17 czerwca Wojtek Paczos był gościem Grzegorza Siemonczyka w programie „Prosto z parkietu”. Wojtek opowiadał między innymi o tym, na jakim etapie nakreślonego przez naszych ekspertów planu wychodzenia z gospodarczej hibernacji znajduje się Polska i co oznaczałby dla nas wzrost długu publicznego do poziomu 70% PKB.
Rozmowę można obejrzeć w serwisie Youtube. Na stronie parkiet.com ukazał się także skrót wywiadu autorstwa gospodarza programu. Fragmenty tekstu prezentujemy poniżej.
Niedawno podczas seminarium Instytutu Nauk Ekonomicznych PAN przedstawił pan czteroetapowy plan reanimacji gospodarki po pandemii. Obecnie jesteśmy na etapie drugim, czyli etapie rozruchu. Kiedy przyjdzie czas na etap trzeci, czyli odbicie?
Pierwszy etap, hibernacji, trwał od marca do maja. Teraz faktycznie trwa etap drugi, uruchamiane są kolejne obszary gospodarki, a rządowe ograniczenia są stopniowo znoszone. Do trzeciego etapu przejdziemy, gdy wszystkie branże zostaną uruchomione. Kiedy to się stanie, będzie zależało od sytuacji epidemiologicznej. Wieści są jednak na razie złe. Szczepionki wciąż nie ma, a tu i ówdzie pojawiają się nowe ogniska Covid-19. Nie wiemy więc, czy nie czeka nas druga fala pandemii, a w Polsce wciąż nie zakończyliśmy pierwszej. Jeśli na jesieni będą potrzebne nawet selektywne ograniczenia aktywności ekonomicznej, to etap rozruchu się opóźni. Czwarty etap, który nazwaliśmy „nową normalnością”, rozpocznie się dopiero za dwa, trzy lata.
Jak pokazują prognozy OECD, dług publiczny Polski według unijnej definicji w przyszłym roku przebije 60 proc. PKB nawet przy założeniu, że jesienią nie dojdzie do drugiej fali epidemii koronawirusa. W razie nawrotu epidemii dług publiczny może zbliżyć się do 70 proc. PKB. W niedawnym wywiadzie dla „Parkietu” minister finansów Tadeusz Kościński przekonywał, że prognozy OECD są nieuzasadnione, ale nawet gdyby było inaczej, to nie mielibyśmy się czym martwić, bo i tak stan finansów publicznych Polski będzie lepszy niż większości innych państw UE. Rzeczywiście, dług publiczny na poziomie 70 proc. nie byłby problemem?

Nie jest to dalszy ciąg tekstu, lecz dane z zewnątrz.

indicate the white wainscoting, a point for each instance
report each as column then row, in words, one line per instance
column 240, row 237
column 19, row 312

Tak myślę. Są dwa fundamentalne równania dotyczące długu publicznego. Po pierwsze, dług to są zakumulowane deficyty z przeszłości. Po drugie, dług to suma wszystkich przyszłych jego spłat. Noblista Thomas Sargent nazwał to nieprzyjemną arytmetyką długu. Patrząc z tej perspektywy, możemy pożyczyć jako państwo tyle, ile w przyszłości będziemy w stanie oddać. I to przede wszystkim określa nasze zdolności pożyczkowe, a nie np. konstytucyjny zapis, wedle którego dług nie może przekroczyć 60 proc. PKB. Ten limit, podobnie jak odnoszące się do długu kryterium z Maastricht, nie wynika z żadnego prawa ekonomii. W tej chwili sytuacja polskiej gospodarki jest dobra, możemy spłacać nawet duże długi. Możemy też dość bezpiecznie pożyczać za granicą, bo coraz więcej eksportujemy, w wymianie usług zaś mamy nadwyżkę. A na razie nasze zadłużenie zagraniczne jest niewielkie. To jest o tyle ważne, że zadłużenie wewnętrzne i zadłużenie zewnętrzne to zupełnie inne typy zobowiązań, w zasadzie nie należy ich wrzucać do jego worka długu publicznego. Chodzi o to, że zaciąganie zobowiązań za granicą daje większego kopa, bo jest to zasilenie gospodarki przez kapitał z zewnątrz. Dlatego najbardziej pożądane w trakcie pandemii byłoby zaciąganie zobowiązań za granicą. W marcu i kwietniu było o to trudno, bo inwestorzy wycofywali się z Polski. Teraz, jak pokazuje kurs złotego, inwestorzy wracają, a możliwości pożyczania za granicą rosną.